What is that "heating effect" stated in the sentence?

Answer 1

The heating effect refers to the power that would be dissipated if that current flowed in a pure resistor. Such a resistor would convert all of its dissipated power into heat. The RMS value of a current is equal to a DC current that produces the same amount of heat in that resistor.

Answer 2

Generally, currents we want to know the effect of the current. For example, how much power or heating does it provide. The standard method for doing this is to calculate or measure the true RMS (root mean square) of the current waveform. If you like, the resultant value gives you the equivalent DC current that would have the same effect as stated in your definition.

^{simulate this circuit – Schematic created using CircuitLab}

Figure 1. A strange AC waveform.

A simple example may help. In Figure 1 we have an AC waveform whose geometric average or integral will be zero. Clearly the power delivered is non-zero so let's calculate the effective current.

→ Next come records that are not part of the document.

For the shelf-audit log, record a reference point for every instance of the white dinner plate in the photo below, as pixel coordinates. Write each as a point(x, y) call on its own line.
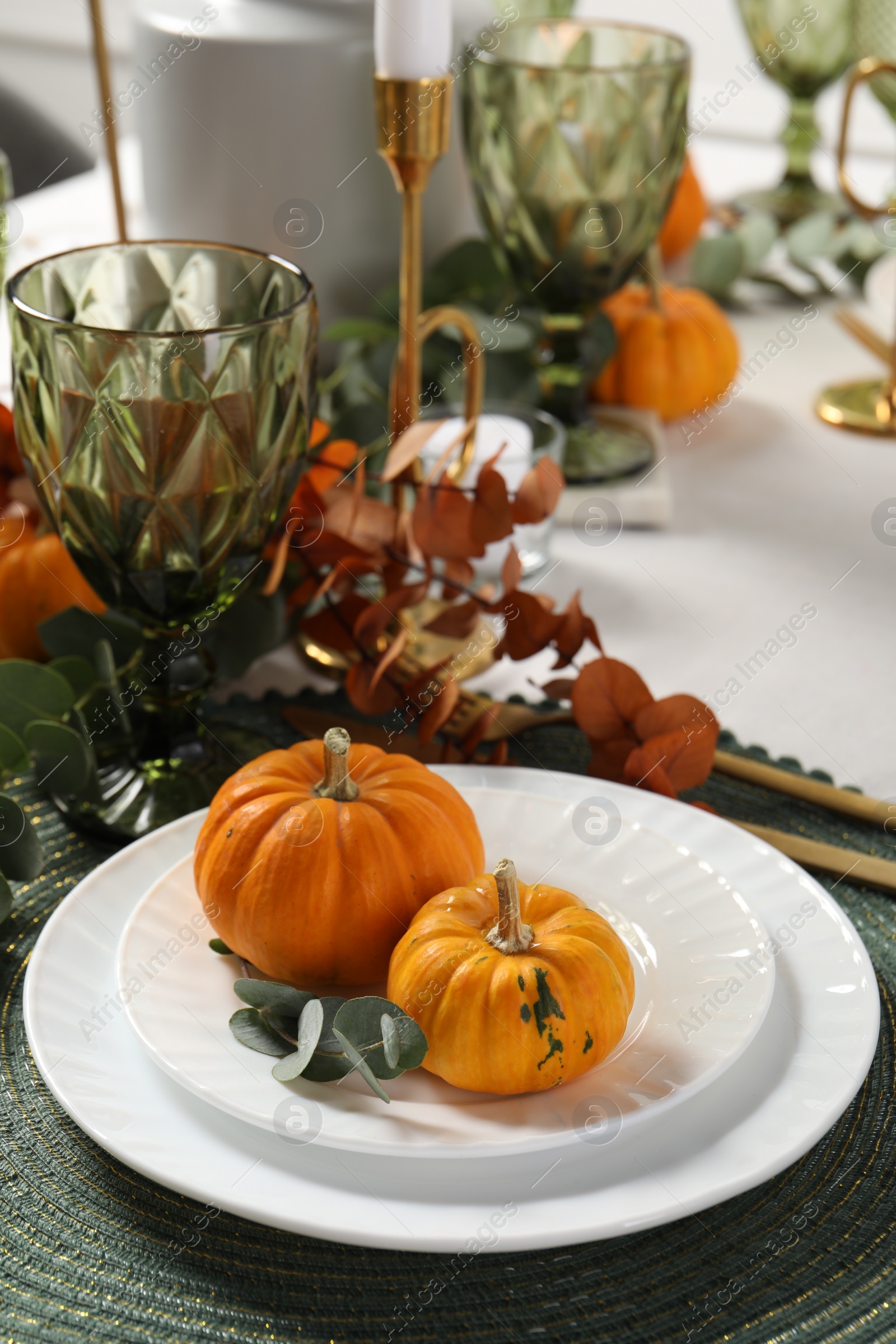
point(689, 933)
point(794, 1080)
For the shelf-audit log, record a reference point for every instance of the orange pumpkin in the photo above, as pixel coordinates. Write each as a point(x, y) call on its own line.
point(38, 578)
point(673, 357)
point(517, 988)
point(685, 216)
point(314, 862)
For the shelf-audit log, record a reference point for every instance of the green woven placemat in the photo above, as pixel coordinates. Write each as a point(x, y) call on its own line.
point(96, 1253)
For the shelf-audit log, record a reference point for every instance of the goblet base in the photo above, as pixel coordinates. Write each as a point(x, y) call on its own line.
point(864, 407)
point(790, 200)
point(128, 800)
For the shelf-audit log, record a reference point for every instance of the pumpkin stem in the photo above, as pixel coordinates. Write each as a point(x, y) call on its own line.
point(654, 272)
point(510, 933)
point(338, 783)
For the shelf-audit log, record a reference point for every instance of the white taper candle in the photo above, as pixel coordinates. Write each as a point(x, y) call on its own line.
point(413, 38)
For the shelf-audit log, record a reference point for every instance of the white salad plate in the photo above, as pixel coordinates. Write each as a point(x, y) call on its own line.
point(793, 1081)
point(688, 931)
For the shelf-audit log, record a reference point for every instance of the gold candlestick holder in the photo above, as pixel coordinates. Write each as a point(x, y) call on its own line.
point(870, 405)
point(414, 128)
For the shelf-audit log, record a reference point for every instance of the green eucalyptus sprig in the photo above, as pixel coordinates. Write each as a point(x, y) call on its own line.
point(325, 1039)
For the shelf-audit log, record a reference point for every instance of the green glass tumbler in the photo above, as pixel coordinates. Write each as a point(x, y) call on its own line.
point(575, 135)
point(163, 400)
point(802, 48)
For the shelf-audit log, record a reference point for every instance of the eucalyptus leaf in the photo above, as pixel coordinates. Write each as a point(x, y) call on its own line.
point(76, 631)
point(6, 899)
point(12, 752)
point(62, 758)
point(250, 1029)
point(361, 1020)
point(329, 1061)
point(810, 239)
point(716, 263)
point(414, 1043)
point(362, 1066)
point(21, 857)
point(268, 993)
point(391, 1040)
point(31, 691)
point(104, 660)
point(309, 1030)
point(78, 673)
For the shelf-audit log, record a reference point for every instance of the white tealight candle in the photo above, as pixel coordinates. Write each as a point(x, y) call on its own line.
point(491, 432)
point(413, 38)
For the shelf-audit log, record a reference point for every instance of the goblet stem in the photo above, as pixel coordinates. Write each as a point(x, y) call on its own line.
point(800, 138)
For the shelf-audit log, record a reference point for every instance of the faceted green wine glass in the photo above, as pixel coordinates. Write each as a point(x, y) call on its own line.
point(876, 37)
point(575, 133)
point(804, 48)
point(163, 398)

• Power is proportional to \$ I^2 \$.
• For the first second power is proportional to \$ 10^2 = 100 \$.
• For the second second(!) power is proportional to \$ 5^2 = 25 \$.
• For the third second power is proportional to \$ 0^2 = 0 \$.

That's the squared part of RMS done. Now get the mean.

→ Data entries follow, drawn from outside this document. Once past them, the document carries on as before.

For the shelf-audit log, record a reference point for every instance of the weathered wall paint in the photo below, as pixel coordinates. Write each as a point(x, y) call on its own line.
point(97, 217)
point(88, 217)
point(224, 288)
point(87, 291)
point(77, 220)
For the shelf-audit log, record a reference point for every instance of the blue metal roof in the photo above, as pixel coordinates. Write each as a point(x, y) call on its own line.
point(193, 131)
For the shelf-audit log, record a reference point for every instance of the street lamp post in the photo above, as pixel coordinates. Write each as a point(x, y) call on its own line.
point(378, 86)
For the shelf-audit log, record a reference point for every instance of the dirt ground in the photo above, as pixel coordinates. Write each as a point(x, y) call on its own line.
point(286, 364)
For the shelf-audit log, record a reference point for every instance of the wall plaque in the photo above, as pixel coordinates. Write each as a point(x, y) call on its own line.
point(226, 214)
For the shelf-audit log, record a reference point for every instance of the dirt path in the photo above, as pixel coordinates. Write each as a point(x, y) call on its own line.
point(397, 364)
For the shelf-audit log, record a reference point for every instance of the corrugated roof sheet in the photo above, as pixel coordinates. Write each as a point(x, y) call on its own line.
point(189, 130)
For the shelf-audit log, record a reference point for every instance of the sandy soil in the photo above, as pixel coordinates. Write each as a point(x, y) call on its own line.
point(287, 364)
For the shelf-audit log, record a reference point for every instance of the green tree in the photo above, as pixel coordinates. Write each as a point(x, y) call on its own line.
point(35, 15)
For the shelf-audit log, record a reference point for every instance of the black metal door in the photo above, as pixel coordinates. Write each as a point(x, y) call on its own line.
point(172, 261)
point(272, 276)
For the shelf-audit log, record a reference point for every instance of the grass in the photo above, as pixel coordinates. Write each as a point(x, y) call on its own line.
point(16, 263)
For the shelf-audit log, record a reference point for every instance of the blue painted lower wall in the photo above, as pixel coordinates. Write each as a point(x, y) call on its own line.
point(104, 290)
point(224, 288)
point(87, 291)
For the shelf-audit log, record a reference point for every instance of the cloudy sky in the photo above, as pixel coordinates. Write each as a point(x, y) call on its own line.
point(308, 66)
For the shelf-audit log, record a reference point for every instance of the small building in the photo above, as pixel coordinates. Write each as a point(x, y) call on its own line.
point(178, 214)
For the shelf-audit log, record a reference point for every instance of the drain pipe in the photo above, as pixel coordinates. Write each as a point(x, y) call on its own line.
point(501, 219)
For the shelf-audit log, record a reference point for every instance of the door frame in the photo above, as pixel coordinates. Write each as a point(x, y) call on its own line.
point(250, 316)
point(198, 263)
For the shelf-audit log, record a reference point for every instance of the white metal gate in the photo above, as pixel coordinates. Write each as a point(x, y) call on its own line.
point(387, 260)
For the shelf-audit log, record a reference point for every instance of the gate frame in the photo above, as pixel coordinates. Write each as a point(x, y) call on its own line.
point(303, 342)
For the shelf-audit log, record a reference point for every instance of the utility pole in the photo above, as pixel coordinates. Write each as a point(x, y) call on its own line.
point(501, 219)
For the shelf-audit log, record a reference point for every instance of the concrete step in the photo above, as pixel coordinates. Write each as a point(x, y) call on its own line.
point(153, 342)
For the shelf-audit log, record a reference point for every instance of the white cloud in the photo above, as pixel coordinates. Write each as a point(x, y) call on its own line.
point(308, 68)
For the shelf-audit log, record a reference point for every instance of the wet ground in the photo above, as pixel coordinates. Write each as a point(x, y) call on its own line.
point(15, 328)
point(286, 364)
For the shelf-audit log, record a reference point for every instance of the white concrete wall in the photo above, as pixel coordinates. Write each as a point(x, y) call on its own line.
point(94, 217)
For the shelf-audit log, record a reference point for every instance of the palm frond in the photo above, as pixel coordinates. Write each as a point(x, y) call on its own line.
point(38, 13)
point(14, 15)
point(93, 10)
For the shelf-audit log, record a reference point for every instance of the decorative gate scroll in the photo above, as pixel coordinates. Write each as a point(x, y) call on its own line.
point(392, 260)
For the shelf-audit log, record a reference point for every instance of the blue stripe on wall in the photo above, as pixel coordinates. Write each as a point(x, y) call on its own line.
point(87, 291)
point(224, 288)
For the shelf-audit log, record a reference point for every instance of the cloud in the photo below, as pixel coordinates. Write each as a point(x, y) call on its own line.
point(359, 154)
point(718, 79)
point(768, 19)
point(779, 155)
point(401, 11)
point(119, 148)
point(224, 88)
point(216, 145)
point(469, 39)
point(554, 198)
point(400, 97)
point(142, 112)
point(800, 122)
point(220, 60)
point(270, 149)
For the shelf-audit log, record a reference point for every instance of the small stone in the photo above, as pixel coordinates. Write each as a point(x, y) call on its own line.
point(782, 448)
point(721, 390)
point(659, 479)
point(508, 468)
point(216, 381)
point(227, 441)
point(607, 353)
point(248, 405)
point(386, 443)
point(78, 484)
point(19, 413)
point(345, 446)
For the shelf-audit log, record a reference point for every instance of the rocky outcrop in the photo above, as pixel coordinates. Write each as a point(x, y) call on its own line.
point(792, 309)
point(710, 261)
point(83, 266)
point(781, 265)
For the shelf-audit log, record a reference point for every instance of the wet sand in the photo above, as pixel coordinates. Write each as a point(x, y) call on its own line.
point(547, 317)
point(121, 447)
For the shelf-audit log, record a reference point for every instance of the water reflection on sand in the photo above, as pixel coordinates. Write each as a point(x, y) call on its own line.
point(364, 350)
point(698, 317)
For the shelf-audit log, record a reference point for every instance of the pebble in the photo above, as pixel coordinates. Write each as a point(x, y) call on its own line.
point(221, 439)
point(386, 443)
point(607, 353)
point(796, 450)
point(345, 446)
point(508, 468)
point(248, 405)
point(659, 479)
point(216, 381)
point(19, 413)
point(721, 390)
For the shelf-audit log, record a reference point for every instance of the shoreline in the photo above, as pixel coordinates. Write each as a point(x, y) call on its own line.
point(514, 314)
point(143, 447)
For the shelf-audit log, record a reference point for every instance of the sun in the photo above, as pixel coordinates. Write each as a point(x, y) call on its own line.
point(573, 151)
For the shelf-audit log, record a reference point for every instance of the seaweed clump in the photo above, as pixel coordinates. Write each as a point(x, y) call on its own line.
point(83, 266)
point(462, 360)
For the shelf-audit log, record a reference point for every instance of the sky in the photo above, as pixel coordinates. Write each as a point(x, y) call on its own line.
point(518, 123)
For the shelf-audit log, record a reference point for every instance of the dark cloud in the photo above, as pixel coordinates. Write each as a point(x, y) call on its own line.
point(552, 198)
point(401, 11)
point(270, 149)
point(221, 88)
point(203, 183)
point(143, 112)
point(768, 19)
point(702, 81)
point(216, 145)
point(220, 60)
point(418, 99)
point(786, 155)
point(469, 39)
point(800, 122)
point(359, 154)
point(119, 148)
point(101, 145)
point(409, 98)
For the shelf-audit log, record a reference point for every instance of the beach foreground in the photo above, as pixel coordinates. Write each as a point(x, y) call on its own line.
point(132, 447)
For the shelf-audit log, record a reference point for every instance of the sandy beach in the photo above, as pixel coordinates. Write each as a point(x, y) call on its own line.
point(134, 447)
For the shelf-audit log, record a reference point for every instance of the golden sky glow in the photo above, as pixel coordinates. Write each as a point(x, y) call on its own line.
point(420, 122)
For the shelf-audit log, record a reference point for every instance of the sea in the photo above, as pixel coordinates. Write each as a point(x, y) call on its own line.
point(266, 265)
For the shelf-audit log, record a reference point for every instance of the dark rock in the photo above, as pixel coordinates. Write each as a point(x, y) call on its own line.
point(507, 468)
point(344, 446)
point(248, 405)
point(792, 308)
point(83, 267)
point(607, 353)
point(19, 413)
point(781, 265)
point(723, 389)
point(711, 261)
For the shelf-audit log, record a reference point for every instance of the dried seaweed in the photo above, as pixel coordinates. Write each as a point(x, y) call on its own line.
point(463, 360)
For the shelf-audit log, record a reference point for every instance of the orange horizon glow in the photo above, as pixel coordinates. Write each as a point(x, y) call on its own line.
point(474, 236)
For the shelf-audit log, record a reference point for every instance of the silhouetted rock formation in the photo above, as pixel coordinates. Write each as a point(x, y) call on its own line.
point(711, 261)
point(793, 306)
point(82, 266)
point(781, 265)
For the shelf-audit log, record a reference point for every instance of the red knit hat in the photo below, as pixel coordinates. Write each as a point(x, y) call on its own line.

• \$ Mean \; of \; squares = \frac {sum\;of\;squares}{periods} = \frac {100 + 25 + 0}{3} = \frac {125}{3} = 42 \$.

Now get the root.

• \$ RMS = \sqrt {Mean \; of \; squares} = \sqrt {42} = 6.5 \$. So the effective current is 6.5 A.

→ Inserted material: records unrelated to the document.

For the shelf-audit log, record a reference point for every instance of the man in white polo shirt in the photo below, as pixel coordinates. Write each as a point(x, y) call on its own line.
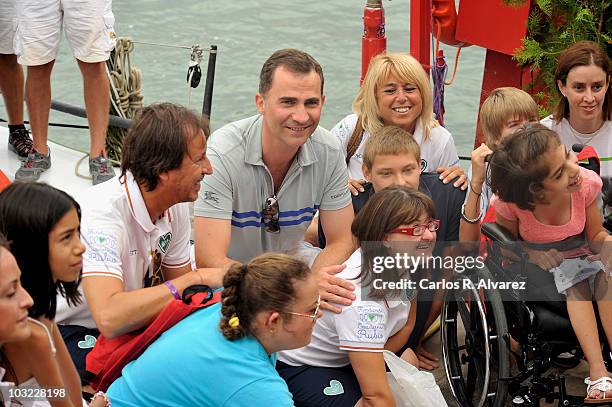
point(273, 171)
point(137, 229)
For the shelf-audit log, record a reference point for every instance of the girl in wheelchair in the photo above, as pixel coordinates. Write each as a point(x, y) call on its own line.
point(343, 364)
point(544, 197)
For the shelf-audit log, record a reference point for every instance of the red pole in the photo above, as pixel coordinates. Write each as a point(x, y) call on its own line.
point(374, 40)
point(420, 27)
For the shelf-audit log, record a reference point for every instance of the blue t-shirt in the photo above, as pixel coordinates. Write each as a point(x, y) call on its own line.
point(193, 364)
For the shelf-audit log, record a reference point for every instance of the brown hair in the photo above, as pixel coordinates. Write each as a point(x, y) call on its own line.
point(294, 60)
point(516, 166)
point(504, 104)
point(264, 283)
point(582, 53)
point(157, 141)
point(407, 69)
point(386, 210)
point(390, 140)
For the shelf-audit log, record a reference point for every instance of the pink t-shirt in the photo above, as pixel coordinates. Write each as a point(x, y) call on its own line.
point(532, 230)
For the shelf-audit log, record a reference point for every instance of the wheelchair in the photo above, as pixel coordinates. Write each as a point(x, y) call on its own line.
point(514, 351)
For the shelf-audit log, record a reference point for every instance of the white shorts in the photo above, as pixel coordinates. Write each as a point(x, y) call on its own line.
point(8, 25)
point(88, 25)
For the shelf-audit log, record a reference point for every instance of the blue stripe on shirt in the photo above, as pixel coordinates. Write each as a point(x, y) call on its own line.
point(258, 224)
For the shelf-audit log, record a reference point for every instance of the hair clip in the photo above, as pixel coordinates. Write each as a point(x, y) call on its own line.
point(234, 322)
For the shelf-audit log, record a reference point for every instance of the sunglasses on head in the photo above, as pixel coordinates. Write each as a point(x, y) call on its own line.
point(270, 215)
point(418, 230)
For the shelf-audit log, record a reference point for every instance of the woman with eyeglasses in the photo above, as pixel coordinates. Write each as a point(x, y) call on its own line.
point(343, 364)
point(224, 355)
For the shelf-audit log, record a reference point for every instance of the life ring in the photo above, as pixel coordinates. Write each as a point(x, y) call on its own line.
point(445, 22)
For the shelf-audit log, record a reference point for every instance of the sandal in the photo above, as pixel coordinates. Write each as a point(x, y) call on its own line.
point(603, 385)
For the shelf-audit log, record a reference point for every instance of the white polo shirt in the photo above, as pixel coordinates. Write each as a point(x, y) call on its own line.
point(438, 150)
point(122, 242)
point(363, 326)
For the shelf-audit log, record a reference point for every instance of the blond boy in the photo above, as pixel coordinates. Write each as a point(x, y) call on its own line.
point(503, 112)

For the negative half-cycle the result will be the same due to the squaring.

Note that if we just calculated the "average" current for one half-cycle (the the positive one, for example) we would have got \$ I_{AVG} = \frac {10 + 5 + 0}{3} = 5 \; A \$. The RMS value is much higher because the \$ 10^2 \$ term has a large effect.

This waveform with a 10 A peak current would heat a resistor by the same amount a 6.5 A steady DC current would.

For a sinewave the RMS value is \$ \frac {1}{\sqrt 2} V_{peak}\$.

Answer 3

In a DC circuit, if the supply voltage is 10 volts and it was placed across a 5 ohm resistor it would generate 20 watts (\$V^2/R\$). That is the "heating effect".

A sinewave that produces the same power (and "heating effect") in the same resistor has an RMS value also of 10 volts. The peak of that sine wave will be \$\sqrt2\$ higher at 14.14 volts.

Answer 4

You have two different systems.

In the Direct Current system, current and voltage are constant with reference to (wrt) time.

In the Alternating Current system, current and voltage are NOT constant wrt time. \$ v = V_M \ sin \ (\omega t)\ V\$

To do calculations or comparisons, we need an effective value for ac which is equivalent to dc.

Average of a sinewave is 0. Can't use that.

\$V_M\$ only occurs twice per cycle. Ditto.

So boil water. Vary the ac voltage until it boils the same amount of water using the same resistor in the same time. The power must be the same.

Then work the math. $$ \begin{align} P_{DC} & = P_{{AVG}_{ac}} \\P_{DC} & = \frac {P_M} {2} \\ I^2 R & = \frac {I_M^2 \ R} {2} \\ I^2 & = \frac {I_M^2} {2} \\ I & = \frac {I_M} {\sqrt{2}} \\ I & = 0.707 I_M \end{align} $$

The RMS value of an AC sinewave (current or voltage) is the equivalent or effective value which produces the same heat as a DC battery. If they do the same work, they must be equivalent.